Numa conversa de bastidores políticos, durante o livro, personagens apoiadores da causa da “humanidade dos robôs” conspiram em como trair aliados políticos, manipular mais e mais massas de eleitores e, também, como instrumentalizar a inocência de robôs para fins eleitorais. Um contexto que lembra de forma descarada a tradicional atuação do partido democrata que na época das primeiras ondas de imigrantes americanas não poupou esforços para tornar essas pessoas recém-chegados seus eleitores. Aliás, essa discussão é apresentada no ótimo filme “Gangues de Nova Iorque”, com um político democrata, literalmente, panfletando junto a um navio recém-chegado.
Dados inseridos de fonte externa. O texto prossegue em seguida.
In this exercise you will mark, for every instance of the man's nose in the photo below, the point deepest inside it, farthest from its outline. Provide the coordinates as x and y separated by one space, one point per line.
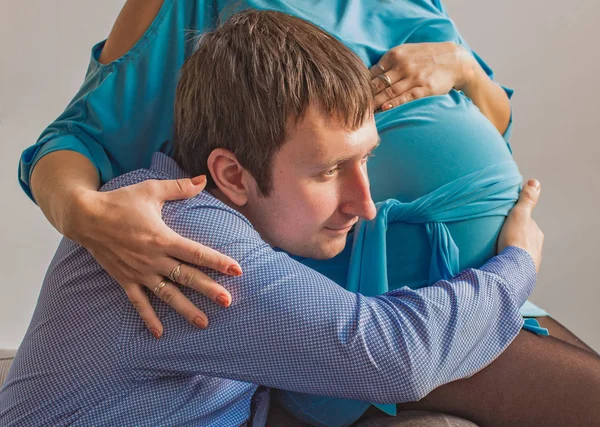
358 201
Atitude de cooptação política, hoje, ativamente fomentada via importação de latinos e estrangeiros (especialmente ilegais) de toda ordem para os tornando massa eleitoral vencer nas urnas os americanos nativos.
O restante da adaptação de Pietro, da obra de Čapek, mantém a mesma qualidade, levando mais à frente a uma humanidade que demagogicamente acaba por armar e preparar os robôs para serem seus próprios destruidores (numa abordagem mais cinzenta em que há uma dupla crítica, tanto a indústria de armas que deseja a venda de seu produto de forma irrestrita, quanto àqueles que baseados na digna defesa do direito a legítima defesa, na verdade o estão instrumentalizando para seus próprios fins).
No fim do romance, a personagem Helena Glory segue o triste destino de todo idiota-útil que promove pensamentos revolucionário, terminado esmagada por aqueles que pretensamente defendia, e sendo o canal de viabilização de uma distopia completamente oposta a utopia humanista que desejava. Num belíssimo eco da máxima/provérbio (neerlandês?) que diz que “o caminho para o inferno está coberto de boas intenções”.
O autor da peça original, Karel Čapek, perseguido por nazistas e comunistas, por ser ativamente antagônico a ambas as ideologias, traz em sua obra belas discussões, que são atualizadas e magistralmente aprofundadas e adaptadas por Rogério Pietro.